April Norman v. City of Cincinnati, Ohio

CourtCourt of Appeals for the Sixth Circuit
DecidedOctober 17, 2025
Docket25-3222
StatusUnpublished

This text of April Norman v. City of Cincinnati, Ohio (April Norman v. City of Cincinnati, Ohio) is published on Counsel Stack Legal Research, covering Court of Appeals for the Sixth Circuit primary law. Counsel Stack provides free access to over 12 million legal documents including statutes, case law, regulations, and constitutions.

Bluebook
April Norman v. City of Cincinnati, Ohio, (6th Cir. 2025).

Opinion

NOT RECOMMENDED FOR PUBLICATION File Name: 25a0474n.06

Case No. 25-3222 FILED UNITED STATES COURT OF APPEALS Oct 17, 2025 FOR THE SIXTH CIRCUIT KELLY L. STEPHENS, Clerk

) APRIL NORMAN, ) Plaintiff-Appellant, ) ) ON APPEAL FROM THE v. ) UNITED STATES DISTRICT ) COURT FOR THE SOUTHERN CITY OF CINCINNATI, OH, et al., ) DISTRICT OF OHIO Defendants-Appellees. ) ) OPINION

Before: GIBBONS, McKEAGUE, and RITZ, Circuit Judges.

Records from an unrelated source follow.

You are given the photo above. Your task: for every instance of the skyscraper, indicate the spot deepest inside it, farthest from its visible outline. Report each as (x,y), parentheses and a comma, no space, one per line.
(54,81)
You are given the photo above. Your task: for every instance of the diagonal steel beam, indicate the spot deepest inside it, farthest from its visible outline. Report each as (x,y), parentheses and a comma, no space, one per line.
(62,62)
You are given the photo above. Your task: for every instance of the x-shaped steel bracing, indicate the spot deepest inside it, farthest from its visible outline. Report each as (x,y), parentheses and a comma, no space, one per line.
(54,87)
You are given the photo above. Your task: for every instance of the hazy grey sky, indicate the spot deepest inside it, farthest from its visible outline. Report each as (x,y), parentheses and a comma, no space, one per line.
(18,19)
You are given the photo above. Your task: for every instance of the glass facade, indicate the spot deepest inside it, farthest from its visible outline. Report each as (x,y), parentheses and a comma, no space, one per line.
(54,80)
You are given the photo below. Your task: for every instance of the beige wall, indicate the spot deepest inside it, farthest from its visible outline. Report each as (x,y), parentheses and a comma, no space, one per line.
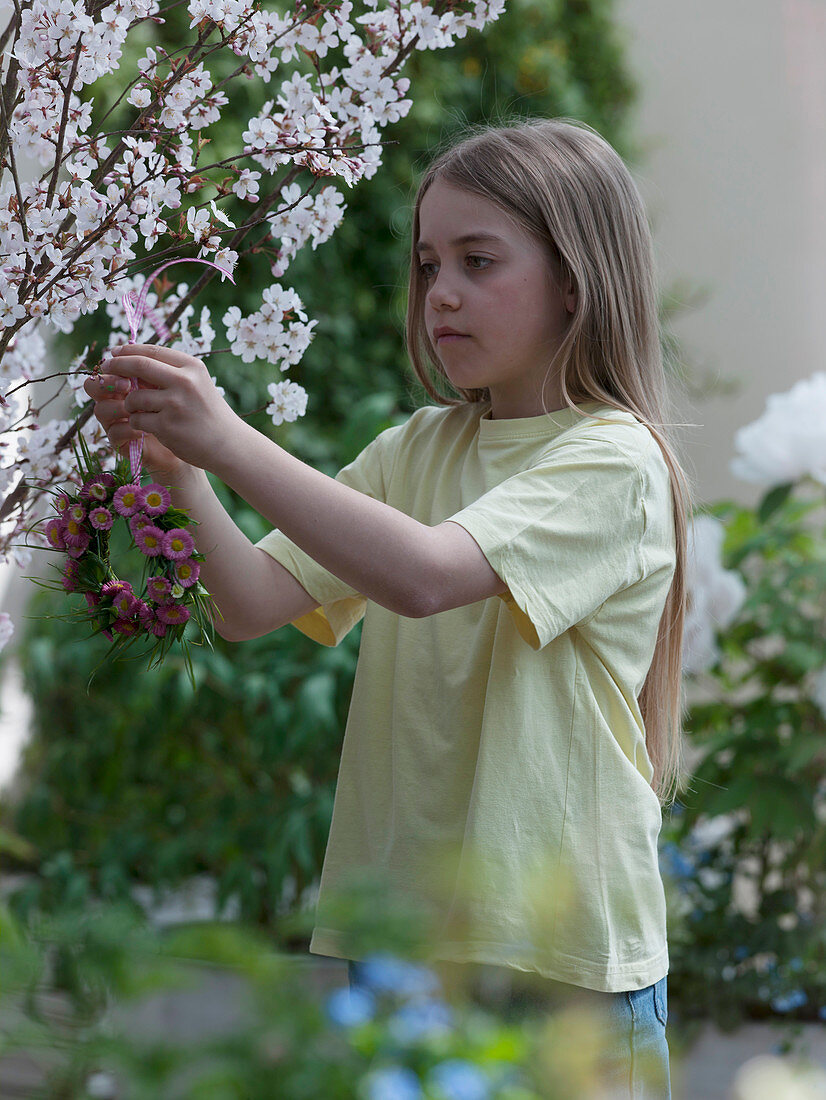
(733,113)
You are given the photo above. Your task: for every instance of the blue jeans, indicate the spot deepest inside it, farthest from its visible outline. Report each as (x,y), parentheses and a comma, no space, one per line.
(637,1052)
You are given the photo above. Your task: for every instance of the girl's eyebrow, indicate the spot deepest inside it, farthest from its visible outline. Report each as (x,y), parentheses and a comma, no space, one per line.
(465,239)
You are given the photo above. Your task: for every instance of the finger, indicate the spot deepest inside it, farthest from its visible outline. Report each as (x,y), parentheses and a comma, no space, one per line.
(171,355)
(150,371)
(143,421)
(143,400)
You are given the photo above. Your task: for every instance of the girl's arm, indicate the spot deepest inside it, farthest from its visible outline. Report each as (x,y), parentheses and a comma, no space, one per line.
(392,559)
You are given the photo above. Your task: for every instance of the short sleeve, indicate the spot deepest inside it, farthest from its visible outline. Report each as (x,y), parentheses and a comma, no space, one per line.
(340,605)
(563,535)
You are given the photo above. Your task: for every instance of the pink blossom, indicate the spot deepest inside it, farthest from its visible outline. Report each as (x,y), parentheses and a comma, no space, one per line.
(138,521)
(101,518)
(178,543)
(173,614)
(128,499)
(125,604)
(150,540)
(95,490)
(125,626)
(156,499)
(187,572)
(157,587)
(79,548)
(112,589)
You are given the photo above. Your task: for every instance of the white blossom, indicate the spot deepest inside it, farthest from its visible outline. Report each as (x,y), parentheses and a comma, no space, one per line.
(788,441)
(715,594)
(288,403)
(80,235)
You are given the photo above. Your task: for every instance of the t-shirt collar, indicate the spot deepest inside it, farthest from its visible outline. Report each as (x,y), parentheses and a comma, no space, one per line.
(531,427)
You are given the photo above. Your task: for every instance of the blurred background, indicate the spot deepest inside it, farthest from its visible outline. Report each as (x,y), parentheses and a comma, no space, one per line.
(223,806)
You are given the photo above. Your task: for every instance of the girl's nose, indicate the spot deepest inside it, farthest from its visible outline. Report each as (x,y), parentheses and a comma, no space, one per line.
(442,293)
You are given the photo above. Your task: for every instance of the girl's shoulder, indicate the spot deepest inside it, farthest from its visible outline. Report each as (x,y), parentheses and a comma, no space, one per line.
(614,432)
(428,424)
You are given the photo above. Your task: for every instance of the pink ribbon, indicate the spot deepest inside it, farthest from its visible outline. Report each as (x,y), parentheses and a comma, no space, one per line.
(135,307)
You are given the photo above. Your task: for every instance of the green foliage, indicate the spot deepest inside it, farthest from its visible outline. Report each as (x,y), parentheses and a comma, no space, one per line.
(76,988)
(150,780)
(146,780)
(755,900)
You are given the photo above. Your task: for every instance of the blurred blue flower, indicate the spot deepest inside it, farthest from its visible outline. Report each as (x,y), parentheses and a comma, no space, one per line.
(393,1082)
(420,1020)
(348,1008)
(460,1080)
(386,974)
(788,1002)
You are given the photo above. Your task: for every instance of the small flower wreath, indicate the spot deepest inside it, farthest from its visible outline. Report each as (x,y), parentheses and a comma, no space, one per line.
(168,594)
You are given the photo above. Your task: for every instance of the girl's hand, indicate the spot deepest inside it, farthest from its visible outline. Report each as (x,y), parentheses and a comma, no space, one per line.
(176,405)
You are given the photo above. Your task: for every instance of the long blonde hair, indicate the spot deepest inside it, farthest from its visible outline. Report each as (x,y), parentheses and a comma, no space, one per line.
(563,183)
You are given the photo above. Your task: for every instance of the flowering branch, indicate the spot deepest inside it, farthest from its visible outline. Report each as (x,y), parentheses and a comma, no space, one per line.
(69,240)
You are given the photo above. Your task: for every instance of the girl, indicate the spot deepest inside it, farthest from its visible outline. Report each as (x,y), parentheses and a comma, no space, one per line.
(517,552)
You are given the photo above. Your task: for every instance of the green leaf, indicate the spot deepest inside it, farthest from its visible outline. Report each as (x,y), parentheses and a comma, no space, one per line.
(773,499)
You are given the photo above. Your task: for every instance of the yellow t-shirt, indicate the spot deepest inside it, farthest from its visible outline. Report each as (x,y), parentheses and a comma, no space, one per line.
(494,760)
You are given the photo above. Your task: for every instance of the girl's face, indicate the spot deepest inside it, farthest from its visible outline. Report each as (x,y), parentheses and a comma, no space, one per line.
(492,307)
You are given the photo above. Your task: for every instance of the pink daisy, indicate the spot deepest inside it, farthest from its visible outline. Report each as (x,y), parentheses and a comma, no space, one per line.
(150,540)
(80,548)
(156,499)
(128,499)
(125,604)
(187,572)
(178,543)
(95,490)
(101,518)
(138,521)
(173,614)
(125,626)
(157,587)
(113,589)
(54,534)
(145,614)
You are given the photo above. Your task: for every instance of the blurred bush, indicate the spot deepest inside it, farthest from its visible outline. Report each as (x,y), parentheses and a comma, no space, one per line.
(745,850)
(75,986)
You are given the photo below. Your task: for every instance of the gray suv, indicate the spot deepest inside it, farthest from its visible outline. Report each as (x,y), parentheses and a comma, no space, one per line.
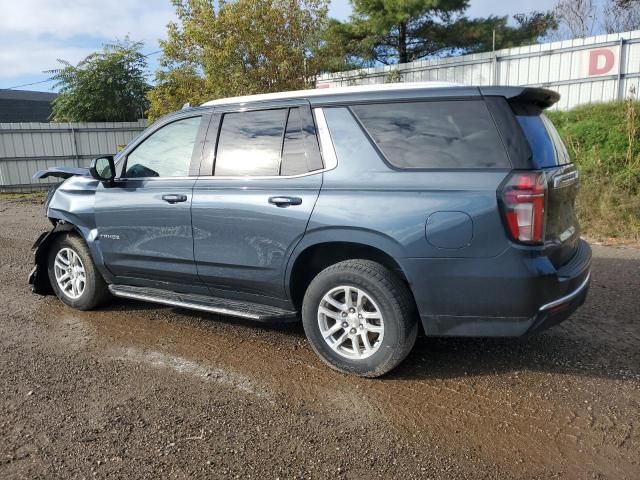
(366,212)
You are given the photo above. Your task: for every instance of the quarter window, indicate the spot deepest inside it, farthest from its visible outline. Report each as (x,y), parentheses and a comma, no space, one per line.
(436,134)
(250,143)
(166,153)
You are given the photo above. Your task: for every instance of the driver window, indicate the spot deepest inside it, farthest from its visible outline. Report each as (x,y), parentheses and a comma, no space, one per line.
(166,153)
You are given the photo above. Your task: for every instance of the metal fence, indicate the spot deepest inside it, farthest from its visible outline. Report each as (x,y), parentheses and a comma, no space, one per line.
(26,148)
(583,70)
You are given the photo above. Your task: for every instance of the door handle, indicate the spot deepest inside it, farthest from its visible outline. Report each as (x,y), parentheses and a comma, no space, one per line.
(174,197)
(285,201)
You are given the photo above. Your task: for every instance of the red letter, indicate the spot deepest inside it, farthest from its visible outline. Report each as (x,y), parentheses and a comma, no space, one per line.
(594,57)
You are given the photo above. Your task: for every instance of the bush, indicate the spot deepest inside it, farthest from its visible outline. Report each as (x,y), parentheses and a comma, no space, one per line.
(603,142)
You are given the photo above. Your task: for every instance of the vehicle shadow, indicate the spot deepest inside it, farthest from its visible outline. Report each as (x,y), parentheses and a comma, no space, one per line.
(602,339)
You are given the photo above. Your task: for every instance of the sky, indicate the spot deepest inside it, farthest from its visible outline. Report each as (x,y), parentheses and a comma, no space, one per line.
(34,33)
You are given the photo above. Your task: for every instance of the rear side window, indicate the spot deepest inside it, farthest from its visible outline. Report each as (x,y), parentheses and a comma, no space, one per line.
(250,143)
(438,134)
(547,147)
(266,143)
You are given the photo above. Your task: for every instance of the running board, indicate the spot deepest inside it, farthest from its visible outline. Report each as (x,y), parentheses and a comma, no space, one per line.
(222,306)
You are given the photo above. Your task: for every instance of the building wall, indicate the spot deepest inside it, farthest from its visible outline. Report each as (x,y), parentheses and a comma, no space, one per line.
(26,148)
(584,70)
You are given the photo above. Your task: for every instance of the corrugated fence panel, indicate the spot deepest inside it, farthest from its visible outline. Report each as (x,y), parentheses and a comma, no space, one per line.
(26,148)
(584,70)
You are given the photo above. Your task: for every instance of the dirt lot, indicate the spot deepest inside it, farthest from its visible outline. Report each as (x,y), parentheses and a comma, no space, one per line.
(139,391)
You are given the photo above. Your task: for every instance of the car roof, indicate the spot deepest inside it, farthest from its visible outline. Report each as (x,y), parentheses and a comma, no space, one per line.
(329,91)
(386,92)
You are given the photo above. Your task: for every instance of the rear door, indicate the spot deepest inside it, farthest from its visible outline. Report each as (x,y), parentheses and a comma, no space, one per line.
(550,155)
(259,183)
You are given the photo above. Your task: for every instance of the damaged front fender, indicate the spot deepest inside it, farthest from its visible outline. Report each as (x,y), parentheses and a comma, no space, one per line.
(39,276)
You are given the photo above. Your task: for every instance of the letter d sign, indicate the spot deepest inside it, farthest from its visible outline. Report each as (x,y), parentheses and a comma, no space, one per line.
(601,61)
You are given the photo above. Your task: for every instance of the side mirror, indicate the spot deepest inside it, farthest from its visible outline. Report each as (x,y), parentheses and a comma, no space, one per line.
(103,169)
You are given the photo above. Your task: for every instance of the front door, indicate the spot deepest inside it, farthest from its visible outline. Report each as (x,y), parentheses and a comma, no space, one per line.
(144,218)
(251,213)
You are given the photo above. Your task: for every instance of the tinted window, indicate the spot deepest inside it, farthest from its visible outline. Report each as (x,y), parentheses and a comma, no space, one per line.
(250,143)
(546,145)
(295,159)
(351,145)
(166,153)
(439,134)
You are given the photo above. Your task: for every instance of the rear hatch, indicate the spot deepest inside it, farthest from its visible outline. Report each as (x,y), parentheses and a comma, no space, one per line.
(550,156)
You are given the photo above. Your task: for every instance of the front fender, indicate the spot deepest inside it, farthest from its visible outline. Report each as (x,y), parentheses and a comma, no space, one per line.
(39,277)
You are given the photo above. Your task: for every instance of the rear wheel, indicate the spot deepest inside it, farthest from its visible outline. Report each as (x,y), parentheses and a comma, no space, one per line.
(73,275)
(359,318)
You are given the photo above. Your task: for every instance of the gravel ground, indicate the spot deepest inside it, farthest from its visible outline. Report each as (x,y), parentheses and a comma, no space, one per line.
(140,391)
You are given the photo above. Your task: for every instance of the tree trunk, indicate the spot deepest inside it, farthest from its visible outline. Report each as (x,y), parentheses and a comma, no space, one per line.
(402,43)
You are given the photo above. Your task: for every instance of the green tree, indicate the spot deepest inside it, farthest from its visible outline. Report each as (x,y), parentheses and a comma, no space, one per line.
(107,86)
(241,47)
(400,31)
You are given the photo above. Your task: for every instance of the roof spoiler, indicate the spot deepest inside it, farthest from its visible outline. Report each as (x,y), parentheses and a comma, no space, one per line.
(540,97)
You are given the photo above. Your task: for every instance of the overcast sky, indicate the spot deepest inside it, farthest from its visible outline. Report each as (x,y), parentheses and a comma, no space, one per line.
(34,33)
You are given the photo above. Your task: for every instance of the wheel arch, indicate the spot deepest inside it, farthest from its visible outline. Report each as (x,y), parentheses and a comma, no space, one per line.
(39,279)
(314,255)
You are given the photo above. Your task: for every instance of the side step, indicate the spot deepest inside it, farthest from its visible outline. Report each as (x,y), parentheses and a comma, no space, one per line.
(222,306)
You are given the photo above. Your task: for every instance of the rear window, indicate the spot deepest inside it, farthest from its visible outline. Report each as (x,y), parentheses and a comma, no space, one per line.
(436,134)
(545,142)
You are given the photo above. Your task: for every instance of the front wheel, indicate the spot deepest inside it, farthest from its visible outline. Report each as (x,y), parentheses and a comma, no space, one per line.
(73,275)
(359,318)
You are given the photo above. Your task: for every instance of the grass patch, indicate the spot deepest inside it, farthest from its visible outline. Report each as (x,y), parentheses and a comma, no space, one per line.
(603,142)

McKEAGUE, Circuit Judge. The Auburn Avenue Corridor Strategic Development Plan

was adopted to guide revitalization of a particular area in Cincinnati’s historic Mt. Auburn

neighborhood. In both developing the Plan and subsequently putting it into action, April Norman

alleges that the City of Cincinnati, Christ Hospital Network, Mt. Auburn Community Development

Corporation, God’s Bible School and College, Grossman Group Design and Planning, and DiSalvo

Development Advisors, LLC, along with dozens of those entities’ employees, violated federal and

state law. The district court granted defendants’ motions to dismiss. Because Norman’s claims are

not plausibly alleged, we AFFIRM.

I.

At this stage, we accept the well-pled facts from the complaint as true. Ctr. for Bio-Ethical

Reform, Inc. v. Napolitano, 648 F.3d 365, 369 (6th Cir. 2011). No. 25-3222, Norman v. City of Cincinnati, OH, et al.

104 Valencia Street is a residence located in the Mt. Auburn neighborhood of Cincinnati,

Ohio. In 2016, the then-property owner received a notice of various building code violations,

including deteriorating paint, a damaged chimney, a missing or rotted soffit, and missing or leaking

gutters.1

Several years later, April Norman, an African American woman, purchased the property.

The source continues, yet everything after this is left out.